Mr. X, a 42-year-old male presents to your primary care practice today complaining of low back pain.
History – Mr. X states that he has had chronic low back pain since he had a skiing accident about 10 years ago. Three days ago, he felt a pulling sensation in his lower back after moving some boxes. The pain intensity increased over the subsequent 24 hours and is now steady, aching in nature, at 3-4 out of 10. Mr. X also has Type2 diabetes, which is well controlled on metformin with a HGA1c of 5.6. He has a history of DVT 4 months ago for which he takes Coumadin, INR is WNL. He is followed by a specialist for this problem. He recently started taking two OTC products; kava kava for what he describes as “anxiety” and CoEnzyme Q10 on the advice of a friend.
Social – Mr. X is a smoker, 1 pack per week for 15 years. No alcohol or drug use. He is employed as an accountant and has medical insurance. He is divorced.
PE/ROS – Complains of low back stiffness and pain on movement with occasional spasms related to moving in certain directions. You note he has mild difficulty getting onto the exam table but gait is normal. He denies weakness/numbness/tingling of legs, no radiation, no change in bowel or bladder habits. BMI 27. All range of motion of the back is decreased by 25%. Straight leg lift is negative bilaterally, DTR intact. All other systems WNL.
Medications:
Metformin 1000mg ER one tab daily – Type II Diabetes controlled
Coumadin 5 mg. daily – Hx of DVT – Controlled
Kava Kava 50 mg. tid – Self-medication for anxiety
CoQ10 – 200 mg. daily. – Self-medication for unknown reason. Provide a diagnosis for the patient and your rationale for the diagnosis
Provide a treatment plan specifically for this patient, pharmacologic and non-pharmacologic.
Comment on the use of OTC products in relation to Mr. X’s current chronic and acute disease diagnoses and medications. Include drug-drug interactions and side effect profiles.
Provide an education plan for Mr. X
Mr. X presents with chronic low back pain, exacerbated by recent physical activity. Given his history of a skiing accident and subsequent chronic pain, his current symptoms are likely due to exacerbation of preexisting degenerative changes in the lumbar spine. This is further supported by the absence of radiation, neurological deficits, and negative straight leg lift, suggesting a mechanical origin of pain.
Nonsteroidal Anti-inflammatory Drugs (NSAIDs): Initiate short-term NSAIDs, such as ibuprofen, to manage pain and inflammation. Monitor renal function and gastric tolerance due to his diabetes and Coumadin use.
Muscle Relaxants: Consider prescribing a short course of muscle relaxants like cyclobenzaprine to alleviate muscle spasms and improve pain-related discomfort.
Physical Therapy Referral: Refer Mr. X to a physical therapist for tailored exercises to improve flexibility, core strength, and posture.
Heat/Cold Therapy: Instruct Mr. X to use heat or cold packs to manage acute exacerbations and promote muscle relaxation.
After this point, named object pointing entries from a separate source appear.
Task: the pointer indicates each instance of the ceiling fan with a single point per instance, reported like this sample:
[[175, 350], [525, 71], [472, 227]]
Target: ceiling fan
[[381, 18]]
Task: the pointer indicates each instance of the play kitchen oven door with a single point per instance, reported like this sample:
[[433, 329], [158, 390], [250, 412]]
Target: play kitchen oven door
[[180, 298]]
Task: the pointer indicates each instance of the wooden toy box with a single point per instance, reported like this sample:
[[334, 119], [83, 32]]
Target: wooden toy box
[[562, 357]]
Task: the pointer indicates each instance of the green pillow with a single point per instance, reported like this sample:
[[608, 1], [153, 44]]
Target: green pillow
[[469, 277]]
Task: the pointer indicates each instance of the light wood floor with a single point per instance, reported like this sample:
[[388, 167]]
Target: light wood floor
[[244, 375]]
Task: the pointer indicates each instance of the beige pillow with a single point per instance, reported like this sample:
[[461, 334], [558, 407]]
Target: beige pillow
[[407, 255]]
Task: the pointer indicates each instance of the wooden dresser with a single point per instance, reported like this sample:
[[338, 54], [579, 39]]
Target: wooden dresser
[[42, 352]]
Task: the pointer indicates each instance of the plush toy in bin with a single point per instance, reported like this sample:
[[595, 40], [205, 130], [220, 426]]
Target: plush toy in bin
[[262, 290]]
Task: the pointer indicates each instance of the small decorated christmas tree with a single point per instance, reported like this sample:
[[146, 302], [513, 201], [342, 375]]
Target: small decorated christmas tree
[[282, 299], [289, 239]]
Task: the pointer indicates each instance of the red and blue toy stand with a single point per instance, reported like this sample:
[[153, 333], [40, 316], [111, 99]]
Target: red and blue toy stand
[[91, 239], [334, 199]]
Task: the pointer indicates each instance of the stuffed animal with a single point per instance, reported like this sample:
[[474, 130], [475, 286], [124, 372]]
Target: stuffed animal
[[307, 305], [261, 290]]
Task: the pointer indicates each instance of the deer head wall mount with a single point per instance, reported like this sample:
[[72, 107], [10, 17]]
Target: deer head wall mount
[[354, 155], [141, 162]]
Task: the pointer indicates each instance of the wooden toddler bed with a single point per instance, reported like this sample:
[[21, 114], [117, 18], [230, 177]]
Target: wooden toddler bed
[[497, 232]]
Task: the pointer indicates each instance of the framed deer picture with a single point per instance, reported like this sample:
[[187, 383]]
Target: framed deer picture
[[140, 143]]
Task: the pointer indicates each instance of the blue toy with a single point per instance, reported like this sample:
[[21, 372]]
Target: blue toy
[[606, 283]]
Core Strengthening Exercises: Encourage daily gentle stretching and core-strengthening exercises to alleviate chronic pain and prevent future exacerbations.
Ergonomic Modifications: Provide guidance on proper lifting techniques and workplace ergonomics to reduce strain on the lower back.
Kava Kava: The use of kava kava for anxiety is concerning due to potential hepatotoxicity. Given his medical history, kava kava should be discontinued, and Mr. X should be educated about safer alternatives.
CoEnzyme Q10:The rationale for CoQ10 supplementation is unclear in Mr. X’s case. Given its potential to interact with warfarin, his Coumadin levels should be closely monitored. Education about potential interactions and risks is essential.
Explain the purpose and potential side effects of prescribed medications.
Emphasize the importance of adherence to Coumadin dosing and regular INR monitoring.
Discuss the risks associated with kava kava and the need to discontinue its use due to liver safety concerns.
Educate on the significance of weight management (BMI 27) to alleviate pressure on the lower back.
Provide guidance on smoking cessation to improve overall health and promote healing.
Demonstrate and prescribe specific core-strengthening exercises and stretches to alleviate pain and improve flexibility.
Emphasize the need for consistent practice to achieve long-term benefits.
Educate about potential risks associated with OTC products, particularly kava kava’s hepatotoxicity and CoQ10’s interaction with warfarin.
In conclusion, Mr. X’s chronic low back pain exacerbation requires a comprehensive approach to management. Pharmacologic interventions, non-pharmacologic strategies, and education about medication use and lifestyle modifications will address his acute symptoms and improve his overall well-being. Ongoing monitoring of Coumadin levels and thorough education about OTC product risks will contribute to a safe and effective treatment plan.